We teamed up with host Alex Pappademas and Higher Ground to create The Big Hit Show. This immersive romp tells the stories of the big pop cultural moments that have shaped our world.
Higher Ground came to us with season ideas, and through in-depth research we fleshed the ideas out, and created season and episode outlines. We then wrote interview questions, booked and recorded in-person and remote interviews, wrote original scripts, recorded and directed host tracking in our studios, and produced, sound designed and scored the episodes with original compositions. Finally, we delivered the finalized episodes to Higher Ground.
The first season breaks down the Twilight Saga — the books and movies — and pays particular attention to the fandom, which has rewritten all the rules of how creators, fans and culture interact.
Season two looks at Kendrick Lamar’s masterpiece, To Pimp a Butterfly. Years later, the album has more than 1.5 billion streams on Spotify and continues to hold its place in the zeitgeist. The cultural conversation regularly finds its way back to this album that, according to Alex and his podcast guests, made it bigger than mainstream—it changed the world.

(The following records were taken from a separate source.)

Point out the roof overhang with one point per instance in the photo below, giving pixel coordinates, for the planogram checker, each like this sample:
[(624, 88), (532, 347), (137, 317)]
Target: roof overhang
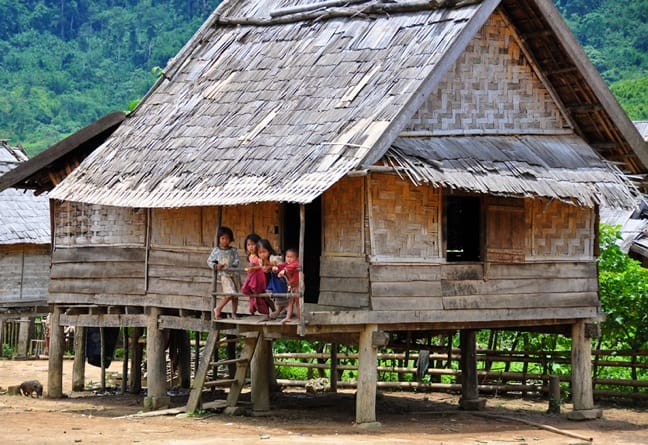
[(47, 169), (559, 167)]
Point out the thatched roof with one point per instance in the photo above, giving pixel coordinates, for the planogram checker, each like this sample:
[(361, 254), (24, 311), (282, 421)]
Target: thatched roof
[(276, 101), (24, 218), (561, 166), (48, 168), (642, 127)]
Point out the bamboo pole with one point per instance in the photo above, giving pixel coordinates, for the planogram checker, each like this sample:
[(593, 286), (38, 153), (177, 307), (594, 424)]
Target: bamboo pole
[(302, 254)]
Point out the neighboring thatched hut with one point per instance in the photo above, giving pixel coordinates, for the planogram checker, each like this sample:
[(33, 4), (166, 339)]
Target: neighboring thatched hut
[(439, 164), (24, 253)]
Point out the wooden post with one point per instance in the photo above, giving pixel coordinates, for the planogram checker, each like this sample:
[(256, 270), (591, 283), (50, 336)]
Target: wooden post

In season three we broke the first rule of Fight Club to dive deep into David Fincher’s 1999 film, tracing its journey from box office flop to cult classic. Making satire is hard. And what if the satire you make is so cool, so star-studded, so subversive that the audience takes the wrong message from it?
In season 4 we explored the biggest hit of all time: Pokémon, and how these adorable pocket monsters evolved into a media supernova unlike any the world has ever seen.